Futures contracts on the metal for March delivery jumped more than 1.5 percent to $2.68 a pound Wednesday after news that BHP Billiton would be halting production at the world's biggest copper mine, Escondida in Chile, ahead of a planned Thursday strike.
"It's presenting the market with a bullish case for a little upside," said Vivienne Lloyd, base metals analyst for Macquarie in London.
Freeport-McMoRan has also warned it will reduce output at Indonesia's Grasberg mine, the second largest in the world, as the company deals with a smelter strike and struggles to renew its mining permit.
Copper 6-month performance on the New York Mercantile Exchange
Source: FactSet
Reduced or halted production at both Escondida and Grasberg could cut 8 percent of global copper production, analysts said.
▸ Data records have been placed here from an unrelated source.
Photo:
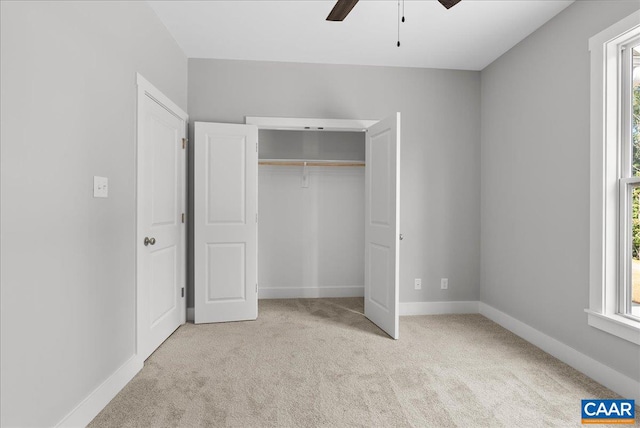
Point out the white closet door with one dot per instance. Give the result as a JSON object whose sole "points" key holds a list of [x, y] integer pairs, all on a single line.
{"points": [[382, 217], [225, 222], [161, 234]]}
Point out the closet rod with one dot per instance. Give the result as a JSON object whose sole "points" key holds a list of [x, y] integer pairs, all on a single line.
{"points": [[294, 162]]}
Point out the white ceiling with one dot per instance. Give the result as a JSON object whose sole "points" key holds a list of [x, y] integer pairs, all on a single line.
{"points": [[468, 36]]}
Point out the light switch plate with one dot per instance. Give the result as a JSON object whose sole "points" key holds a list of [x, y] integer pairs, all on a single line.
{"points": [[100, 187]]}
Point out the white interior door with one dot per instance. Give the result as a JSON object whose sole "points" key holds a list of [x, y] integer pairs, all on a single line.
{"points": [[161, 231], [225, 222], [382, 216]]}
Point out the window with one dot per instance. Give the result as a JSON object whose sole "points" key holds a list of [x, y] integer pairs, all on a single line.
{"points": [[614, 300]]}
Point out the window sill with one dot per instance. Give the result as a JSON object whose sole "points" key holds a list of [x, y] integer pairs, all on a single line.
{"points": [[617, 325]]}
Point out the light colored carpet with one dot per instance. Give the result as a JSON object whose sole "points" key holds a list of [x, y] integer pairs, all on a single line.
{"points": [[321, 363]]}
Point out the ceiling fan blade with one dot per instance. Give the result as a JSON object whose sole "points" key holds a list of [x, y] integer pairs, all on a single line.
{"points": [[341, 10], [449, 3]]}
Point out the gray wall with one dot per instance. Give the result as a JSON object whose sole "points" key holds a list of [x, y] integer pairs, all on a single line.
{"points": [[440, 147], [68, 272], [535, 182]]}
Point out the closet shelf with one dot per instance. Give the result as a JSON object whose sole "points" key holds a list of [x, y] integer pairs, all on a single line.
{"points": [[302, 162]]}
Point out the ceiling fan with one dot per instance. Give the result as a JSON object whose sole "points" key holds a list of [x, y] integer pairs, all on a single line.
{"points": [[343, 7]]}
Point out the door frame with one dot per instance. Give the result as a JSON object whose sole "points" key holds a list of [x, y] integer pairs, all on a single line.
{"points": [[146, 89], [309, 124]]}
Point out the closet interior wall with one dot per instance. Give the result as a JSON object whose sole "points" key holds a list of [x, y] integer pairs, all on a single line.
{"points": [[311, 219]]}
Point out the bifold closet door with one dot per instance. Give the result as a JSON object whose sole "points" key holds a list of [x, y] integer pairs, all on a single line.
{"points": [[382, 217], [225, 222]]}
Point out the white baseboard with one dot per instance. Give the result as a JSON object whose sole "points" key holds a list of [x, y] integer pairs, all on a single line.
{"points": [[612, 379], [102, 395], [438, 308], [310, 292]]}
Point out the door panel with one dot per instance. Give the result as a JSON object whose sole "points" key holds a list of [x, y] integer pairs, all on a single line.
{"points": [[382, 216], [226, 232], [225, 272], [226, 179], [161, 172]]}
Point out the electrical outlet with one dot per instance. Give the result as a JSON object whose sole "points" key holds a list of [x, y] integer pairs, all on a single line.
{"points": [[100, 187]]}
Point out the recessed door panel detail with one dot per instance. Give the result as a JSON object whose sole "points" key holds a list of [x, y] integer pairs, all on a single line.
{"points": [[225, 272], [164, 169], [379, 259], [226, 179], [379, 161], [163, 282]]}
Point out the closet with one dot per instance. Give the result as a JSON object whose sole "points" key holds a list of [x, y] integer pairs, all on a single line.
{"points": [[310, 211]]}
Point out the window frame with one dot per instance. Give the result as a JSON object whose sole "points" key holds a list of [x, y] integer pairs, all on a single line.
{"points": [[610, 181]]}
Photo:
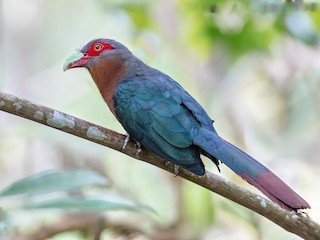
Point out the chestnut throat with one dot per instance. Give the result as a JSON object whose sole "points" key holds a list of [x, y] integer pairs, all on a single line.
{"points": [[107, 74]]}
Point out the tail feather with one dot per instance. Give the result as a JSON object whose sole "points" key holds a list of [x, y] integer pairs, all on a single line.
{"points": [[250, 170]]}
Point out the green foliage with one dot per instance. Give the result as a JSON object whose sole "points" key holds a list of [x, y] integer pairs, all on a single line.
{"points": [[53, 181], [86, 204], [61, 181], [239, 28]]}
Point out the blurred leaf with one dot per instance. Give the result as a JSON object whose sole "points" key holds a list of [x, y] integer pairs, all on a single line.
{"points": [[300, 25], [87, 204], [198, 205], [53, 181]]}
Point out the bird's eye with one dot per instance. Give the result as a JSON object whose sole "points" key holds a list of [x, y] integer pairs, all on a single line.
{"points": [[97, 47]]}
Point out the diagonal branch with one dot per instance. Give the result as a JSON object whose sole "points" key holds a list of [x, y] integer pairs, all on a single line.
{"points": [[297, 223]]}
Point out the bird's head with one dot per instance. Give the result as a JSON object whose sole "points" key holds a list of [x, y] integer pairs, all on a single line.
{"points": [[95, 51]]}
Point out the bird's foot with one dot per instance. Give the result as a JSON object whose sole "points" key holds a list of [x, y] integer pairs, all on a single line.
{"points": [[176, 169], [138, 146], [126, 140]]}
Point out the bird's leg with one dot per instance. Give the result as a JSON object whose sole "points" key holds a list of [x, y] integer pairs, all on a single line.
{"points": [[176, 169], [138, 145], [126, 140]]}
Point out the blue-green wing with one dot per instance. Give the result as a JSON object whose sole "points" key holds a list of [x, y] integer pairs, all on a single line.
{"points": [[155, 112]]}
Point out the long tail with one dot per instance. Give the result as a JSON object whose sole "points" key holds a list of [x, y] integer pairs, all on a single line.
{"points": [[250, 170]]}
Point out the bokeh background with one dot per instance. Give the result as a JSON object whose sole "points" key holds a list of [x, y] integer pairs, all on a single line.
{"points": [[253, 65]]}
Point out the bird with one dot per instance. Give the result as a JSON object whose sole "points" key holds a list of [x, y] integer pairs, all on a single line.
{"points": [[164, 118]]}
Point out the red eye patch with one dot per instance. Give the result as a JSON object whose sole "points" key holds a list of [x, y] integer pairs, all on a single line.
{"points": [[97, 48]]}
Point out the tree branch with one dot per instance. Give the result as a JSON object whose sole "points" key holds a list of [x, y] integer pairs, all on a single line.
{"points": [[297, 223]]}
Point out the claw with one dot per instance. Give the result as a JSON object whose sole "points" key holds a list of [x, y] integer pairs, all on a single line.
{"points": [[176, 169], [126, 140]]}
Just the perception of less supply has helped support copper's gains so far.
The sustainability of higher prices "depends how long the strike is. I think it could change the long-term outlook for the market," said Dane Davis, commodities research analyst at Barclays.
He said sharply reduced copper supply could potentially send prices of the metal to $3 a pound, although he maintains his forecast that prices will average $2.50 this year.
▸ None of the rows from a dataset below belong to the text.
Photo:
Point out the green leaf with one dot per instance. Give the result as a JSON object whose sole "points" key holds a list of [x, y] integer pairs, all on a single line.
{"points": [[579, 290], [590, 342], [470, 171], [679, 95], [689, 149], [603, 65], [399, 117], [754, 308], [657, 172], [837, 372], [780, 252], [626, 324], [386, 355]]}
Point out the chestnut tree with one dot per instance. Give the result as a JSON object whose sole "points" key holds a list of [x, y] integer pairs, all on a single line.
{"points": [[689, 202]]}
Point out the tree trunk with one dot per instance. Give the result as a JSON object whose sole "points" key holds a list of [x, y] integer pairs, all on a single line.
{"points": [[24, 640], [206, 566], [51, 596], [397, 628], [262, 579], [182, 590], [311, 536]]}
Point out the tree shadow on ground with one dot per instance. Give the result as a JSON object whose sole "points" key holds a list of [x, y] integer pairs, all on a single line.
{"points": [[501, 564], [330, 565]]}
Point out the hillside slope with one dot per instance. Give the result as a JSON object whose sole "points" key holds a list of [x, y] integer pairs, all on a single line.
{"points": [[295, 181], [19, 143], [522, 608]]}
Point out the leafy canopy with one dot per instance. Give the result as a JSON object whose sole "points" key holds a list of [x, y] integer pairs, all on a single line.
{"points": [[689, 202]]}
Copper prices have already been on the rise, leaping more than 30 percent last fall as the U.S. dollar weakened around the election and traders took a brighter view on China. The Asian country is the largest consumer of copper in the world.
Macquarie's Lloyd expects the Escondida strike to last one to two weeks, reducing global supply by as much as 45,000 metric tons. Last week, Macquarie raised its copper price forecast by 9.3 percent to $5,850 per metric ton as traded on the London Metal Exchange (LME), or near $2.65 a pound.
While the firm expects oversupply in the copper market to continue weighing on the price this year and next, the market should support a rebound in the years following.
Source: Macquarie
"Traders were already bullish into the strike," Davis said. "This was on the radar for a while. People have watched the negotiations deteriorate."
Unionized workers at Escondida have rejected a sharp bonus cut from BHP, which owns a majority of the Chilean mine. The strike is set to begin early Thursday.
The last worker strikes at Escondida occurred in 2006 and 2011. Copper prices had mixed reactions in the week following, rising nearly 5.7 percent in 2006 and falling 2.5 percent in 2011, according to an analytics tool called Kensho.
"The industry is still obsessively focused on unit cost reductions," Jefferies equity analysts said in a Monday note. They expect wage negotiations to be a major factor in copper prices in coming months as contracts expire for at least five mines in 2017.
"The outcome of negotiations at Escondida will set the tone for other negotiations this year," the analysts said.
— Reuters contributed to this report.
Disclosure: CNBC's parent NBC Universal is a minority shareholder in Kensho.